Some of the reading I’m doing is for the upcoming fantasy workshop on the Oregon Coast. I always have an extensive reading list for any workshop that I do, so that we all speak the same language. Having books in common helps, so that we’re not using TV shows or movies to discuss things. (Like to like, rather than apples and asparagus.) When I make those assignments, I pick some books I’ve read and some I’ve been meaning to read. This workshop has a preponderance of books I hadn’t read because fantasy boomed in the years since I taught the last fantasy workshop. Boomed and went in a very different direction than before.
So you’ll see some of those books on this list. (You won’t see one or two of the others, because I didn’t like some as much as I thought I would.)
Here’s the best of what I read in March:
Barnhill, Kelly, The Girl Who Drank The Moon, Algonquin Young Readers, 2016. This book, for young readers, really gave me trouble at the start. (Yes, it was one of the assigned books I hadn’t read.) As people who come to the Anthology Workshop know, I hate dead baby stories, and there’s a major plot point about possible dead and abandoned children here. Yes, this book is for young readers, and respects those readers maybe more than I would. One of the back cover quotes described the book as “impossible to put down,” and once I sucked it up and got past the stolen children (a fantasy trope, by the way), the book was as advertised.
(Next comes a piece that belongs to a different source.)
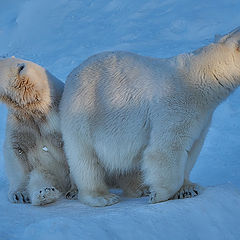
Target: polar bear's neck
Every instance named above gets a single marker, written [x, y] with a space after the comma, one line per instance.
[211, 72]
Impossible to put down. I really liked the Perfectly Tiny Dragon. I understand him, since in May, I had a Perfectly Tiny Cat, who is…no longer tiny.
This is warm, and wonderful, and heartbreaking, in a good way. Worth every single accolade it has received.
Grant, Adam, “Lindsey Vonn is Queen of the Hill,” Esquire, March, 2018. The March 2018 issue of Esquire is a thoughtful one. I suspect you’ll find more recommendations from it in the April reading list. This interview with Lindsey Vonn is wonderful–except for the absolutely stupid question about whether or not she needs a man to guide her. (The interviewer was trying to “put rumors to rest,” but the best way to do that is to ignore the stupidity altogether.)
Vonn discusses her motivations, and how she overcomes adversity. She’s had a lot, things that would have sidelined other athletes permanently. She also talks about how to continue, even when you’ve met your goals, and how to find joy in what you do. Really worth reading–and it’s on the website for free.
MacBride, Stuart, Bloody Scotland, “Stevenson’s Candle,” edited by James Crawford, 2018. This story, about a famous lighthouse in Scotland (that’s the conceit of the anthology–pick famous places and write mysteries about them), is predictable, but it’s one of those who-cares predictable stories. The journey is worthwhile. A storm is brewing, a mysterious stranger has shown up, and the lighthouse keeper may or may not be who he says he is. Thrilling and impossible to put down. By far, the best story in the volume.
Schwab, V.E., A Darker Shade of Magic, Tor Books, 2016. I had heard a lot about this trilogy, so I assigned the first book for the workshop. The worldbuilding is fascinating, but Schwab’s setting is minimal to the point of nonexistent. At least she’s consistent, and the work improves toward the end. The worlds she’s built are clear in her head, just not on the page.
Usually badly written (or nonexistent) setting is a dealbreaker for me as a reader, but I had assigned this one, so I had to read it. And by the middle, I was caught up in the characters and their dilemmas. From the halfway mark to the end, I couldn’t put this down.
There are parallel Londons–White, Gray, Red, and Black. They’re all very different from each other, and only a few people can travel between them, including our protagonist, Kell. He’s very reserved as a character and it takes time to warm to him, but once we do, he’s worth spending time with. He meets Lila in Gray London, and she’s worth the price of admission. Fierce and strong, working hard to survive, she’s a heroine for modern times.
I recommend this, with the caveat that it’ll take some work to get to the meat of the book. I’m buying the next book in the trilogy, and keeping my fingers crossed that it’s as good, if not better, than this one.